Whether Industry 5.0 will be about human-robot co-working or not, human-robot co-working
will still be a big change for organizations. In fact, robots in our lives will likely to be a
significant change for mankind. We are trying to build a technology that resembles humans in
many aspects. Some will find this innovative and exciting. Some will find it outrageous,
frustrating, even a threat to mankind. This negative attitude toward robots is boosted by the
media. Our survey studies regarding robots in society will be biased by this negative attitude.
One of the first scales developed for measuring attitude toward robots has a negative
perspective. Until humans actually live and work with robots, we cannot be sure how humans
will react to robots. The attitude toward robots will likely to evolve as humans experience
with robots. Today’s children may react differently from how our generation reacts. Since they
will grow with this or similar technologies. Their children will be in a society with robots. We
should be aware of this generation differences and start building a robotic society in which
humans benefit from this technology to its maximum extent and try to minimize the
consequences.

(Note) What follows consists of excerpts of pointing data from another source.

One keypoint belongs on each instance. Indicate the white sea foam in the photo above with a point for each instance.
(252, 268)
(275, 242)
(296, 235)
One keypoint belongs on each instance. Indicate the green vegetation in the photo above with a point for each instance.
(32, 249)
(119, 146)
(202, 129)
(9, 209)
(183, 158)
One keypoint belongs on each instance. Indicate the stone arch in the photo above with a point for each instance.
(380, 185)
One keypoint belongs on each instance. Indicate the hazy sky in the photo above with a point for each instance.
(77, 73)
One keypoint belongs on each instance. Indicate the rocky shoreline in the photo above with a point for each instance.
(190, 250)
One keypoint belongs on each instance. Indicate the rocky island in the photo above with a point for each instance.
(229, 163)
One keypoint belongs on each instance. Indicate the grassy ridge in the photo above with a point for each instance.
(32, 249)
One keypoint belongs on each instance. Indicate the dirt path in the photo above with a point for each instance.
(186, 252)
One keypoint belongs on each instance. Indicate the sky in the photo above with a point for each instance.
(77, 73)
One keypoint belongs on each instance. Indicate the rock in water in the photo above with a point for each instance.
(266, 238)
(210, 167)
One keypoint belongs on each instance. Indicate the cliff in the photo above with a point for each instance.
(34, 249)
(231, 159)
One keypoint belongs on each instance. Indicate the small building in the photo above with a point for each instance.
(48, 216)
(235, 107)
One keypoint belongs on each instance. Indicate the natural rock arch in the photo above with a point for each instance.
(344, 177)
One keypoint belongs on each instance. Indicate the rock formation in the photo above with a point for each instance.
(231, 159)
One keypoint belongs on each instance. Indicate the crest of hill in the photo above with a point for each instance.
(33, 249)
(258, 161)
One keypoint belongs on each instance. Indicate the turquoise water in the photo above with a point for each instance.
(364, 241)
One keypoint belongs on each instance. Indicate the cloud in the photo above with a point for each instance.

In this study, we discussed the possible issues that may arise from human-
robot coworking. Legal, regulatory, psychological, social, ethical issues are among the main
issues. While changing the role of human resources and information technology departments,
different personal preferences toward working with robots, types of robots preferred to work
with, learning to work with robots, competing or cooperating with robots, and possible
negative attitudes are also among the important issues. All the issues discussed are subjects
for further discussion, investigation, experimentation, in short for a wide range of research.
We need to collect data as they are available for collection. At this point, we can only survey
the expectancy and vision. Even the experimentation we conduct may not be definitive until
human-robot co-working environments actually exist.